Se da una parte spiace che tra i nomi di queste summiters non appaia quello di Nives Meroi, la nostra Nives, che con le sue undici vette è rimasta a poca distanza da un successo storico, dall’altra siamo oltremodo felici di sapere che Nives, assieme al marito Romano Benet ed alcuni amici, partirà per il Nepal in ottobre.
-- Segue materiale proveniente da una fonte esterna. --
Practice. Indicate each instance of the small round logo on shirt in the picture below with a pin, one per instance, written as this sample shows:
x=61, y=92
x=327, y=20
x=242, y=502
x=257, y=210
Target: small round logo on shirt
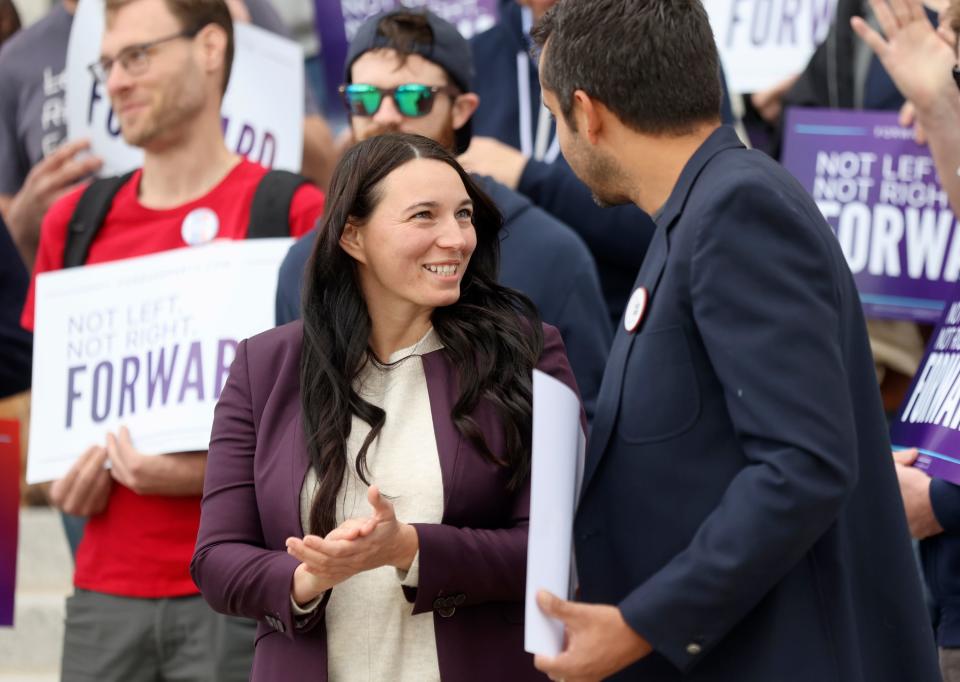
x=636, y=307
x=200, y=226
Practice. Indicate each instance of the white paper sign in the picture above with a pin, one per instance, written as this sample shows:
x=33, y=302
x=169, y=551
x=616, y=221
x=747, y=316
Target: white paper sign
x=763, y=42
x=557, y=470
x=146, y=343
x=262, y=110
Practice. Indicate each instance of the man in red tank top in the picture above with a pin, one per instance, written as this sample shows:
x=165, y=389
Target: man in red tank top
x=136, y=613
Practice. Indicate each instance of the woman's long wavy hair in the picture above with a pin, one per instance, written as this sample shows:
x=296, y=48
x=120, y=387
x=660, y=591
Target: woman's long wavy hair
x=492, y=334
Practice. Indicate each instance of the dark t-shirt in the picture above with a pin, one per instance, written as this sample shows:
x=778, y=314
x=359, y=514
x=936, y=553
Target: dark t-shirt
x=15, y=344
x=33, y=118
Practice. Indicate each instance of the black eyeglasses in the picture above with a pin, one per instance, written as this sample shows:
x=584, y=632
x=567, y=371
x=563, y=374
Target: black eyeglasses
x=135, y=59
x=412, y=99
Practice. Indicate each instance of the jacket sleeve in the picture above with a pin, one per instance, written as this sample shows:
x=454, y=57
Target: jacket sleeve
x=945, y=500
x=235, y=571
x=290, y=279
x=472, y=565
x=584, y=323
x=766, y=303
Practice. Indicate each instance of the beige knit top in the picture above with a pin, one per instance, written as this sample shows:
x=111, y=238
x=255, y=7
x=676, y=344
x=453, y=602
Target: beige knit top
x=371, y=634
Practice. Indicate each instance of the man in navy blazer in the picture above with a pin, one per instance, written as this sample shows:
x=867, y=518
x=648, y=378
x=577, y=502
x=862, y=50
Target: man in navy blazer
x=740, y=518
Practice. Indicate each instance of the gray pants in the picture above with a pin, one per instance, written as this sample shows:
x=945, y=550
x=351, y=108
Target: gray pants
x=125, y=639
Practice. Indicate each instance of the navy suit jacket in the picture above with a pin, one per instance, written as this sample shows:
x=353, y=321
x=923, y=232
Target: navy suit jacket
x=540, y=257
x=739, y=502
x=472, y=564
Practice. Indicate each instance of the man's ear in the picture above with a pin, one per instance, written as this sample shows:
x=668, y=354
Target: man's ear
x=212, y=40
x=586, y=113
x=351, y=241
x=464, y=107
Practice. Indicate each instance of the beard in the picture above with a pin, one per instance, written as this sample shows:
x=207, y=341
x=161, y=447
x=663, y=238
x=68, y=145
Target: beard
x=165, y=117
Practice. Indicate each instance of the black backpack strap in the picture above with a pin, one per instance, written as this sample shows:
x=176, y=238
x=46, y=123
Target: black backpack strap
x=88, y=216
x=270, y=212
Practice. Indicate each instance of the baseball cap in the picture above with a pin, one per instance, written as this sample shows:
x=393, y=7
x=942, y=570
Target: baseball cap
x=449, y=50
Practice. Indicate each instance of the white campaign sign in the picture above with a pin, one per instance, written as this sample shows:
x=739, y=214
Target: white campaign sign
x=262, y=110
x=762, y=42
x=144, y=342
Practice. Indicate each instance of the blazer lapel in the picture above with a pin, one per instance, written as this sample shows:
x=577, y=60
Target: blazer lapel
x=299, y=464
x=442, y=387
x=608, y=402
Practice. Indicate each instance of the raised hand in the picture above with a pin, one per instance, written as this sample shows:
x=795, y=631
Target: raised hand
x=916, y=57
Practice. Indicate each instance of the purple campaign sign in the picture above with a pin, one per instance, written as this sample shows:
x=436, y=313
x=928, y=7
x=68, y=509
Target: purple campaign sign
x=880, y=193
x=930, y=417
x=337, y=22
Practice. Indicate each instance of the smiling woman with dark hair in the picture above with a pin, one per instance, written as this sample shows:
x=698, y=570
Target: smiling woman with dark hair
x=392, y=427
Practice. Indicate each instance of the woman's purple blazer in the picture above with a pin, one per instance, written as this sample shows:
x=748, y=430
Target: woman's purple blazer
x=472, y=564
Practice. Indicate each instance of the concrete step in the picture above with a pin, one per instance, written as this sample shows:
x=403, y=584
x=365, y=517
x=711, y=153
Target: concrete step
x=30, y=650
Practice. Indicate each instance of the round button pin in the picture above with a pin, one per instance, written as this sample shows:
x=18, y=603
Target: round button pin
x=200, y=226
x=636, y=307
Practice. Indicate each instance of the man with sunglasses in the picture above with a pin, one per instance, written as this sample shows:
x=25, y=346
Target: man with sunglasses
x=411, y=72
x=136, y=613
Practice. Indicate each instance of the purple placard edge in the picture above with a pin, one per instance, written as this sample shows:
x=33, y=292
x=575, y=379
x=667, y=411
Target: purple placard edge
x=882, y=301
x=936, y=465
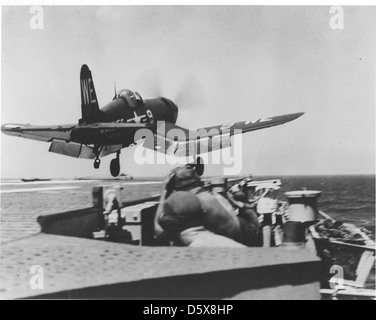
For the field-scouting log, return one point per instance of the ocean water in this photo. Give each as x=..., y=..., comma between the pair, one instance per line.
x=346, y=198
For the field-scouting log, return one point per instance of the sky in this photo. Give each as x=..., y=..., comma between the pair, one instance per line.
x=223, y=63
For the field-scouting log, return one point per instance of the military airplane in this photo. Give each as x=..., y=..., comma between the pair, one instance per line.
x=101, y=132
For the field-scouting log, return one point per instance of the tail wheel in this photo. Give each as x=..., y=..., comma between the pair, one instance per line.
x=115, y=167
x=97, y=163
x=200, y=167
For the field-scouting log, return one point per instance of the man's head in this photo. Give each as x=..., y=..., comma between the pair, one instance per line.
x=185, y=178
x=182, y=210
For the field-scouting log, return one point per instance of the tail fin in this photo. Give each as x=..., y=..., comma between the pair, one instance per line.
x=89, y=102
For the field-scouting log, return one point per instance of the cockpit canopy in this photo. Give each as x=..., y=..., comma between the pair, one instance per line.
x=132, y=98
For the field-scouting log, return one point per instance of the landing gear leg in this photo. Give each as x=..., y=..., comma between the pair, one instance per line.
x=115, y=165
x=97, y=161
x=200, y=166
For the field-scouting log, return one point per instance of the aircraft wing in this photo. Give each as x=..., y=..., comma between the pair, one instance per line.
x=174, y=140
x=61, y=136
x=41, y=133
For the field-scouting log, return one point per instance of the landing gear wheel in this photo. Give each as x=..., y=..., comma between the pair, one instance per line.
x=97, y=163
x=200, y=167
x=115, y=167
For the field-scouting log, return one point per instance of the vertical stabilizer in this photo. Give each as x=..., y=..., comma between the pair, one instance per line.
x=89, y=102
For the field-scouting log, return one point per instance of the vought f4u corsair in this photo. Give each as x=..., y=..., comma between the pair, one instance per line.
x=101, y=132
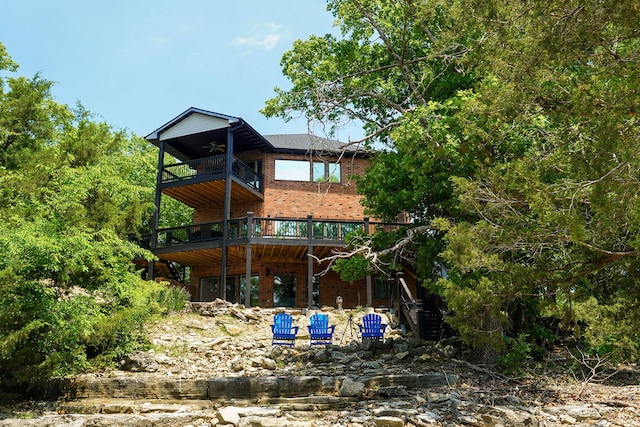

Dopo una lunga interruzione forzata di due anni e mezzo, tutti dedicati a recuperare la salute di Romano, per fortuna con successo, la coppia di alpinisti tarvisiani tornerà a camminare sui sentieri nepalesi, a testare le ritrovate condizioni fisiche e magari a programmare altre salite più impegnative. “Quello che abbiamo imparato in montagna “ racconta Nives, ”ci è servito tantissimo in questo frangente. Mettere un passo dietro l’altro, sempre in cordata. Abbiamo portato questo spirito nelle difficoltà della vita di tutti i giorni”. Conoscendo da quasi vent’anni la loro forza viscerale di coppia, il fatto che siano riusciti nella più dura impresa della loro vita non impressiona più di tanto.
Basta con le distrazioni, è ora di pensare alle cose serie: le montagne.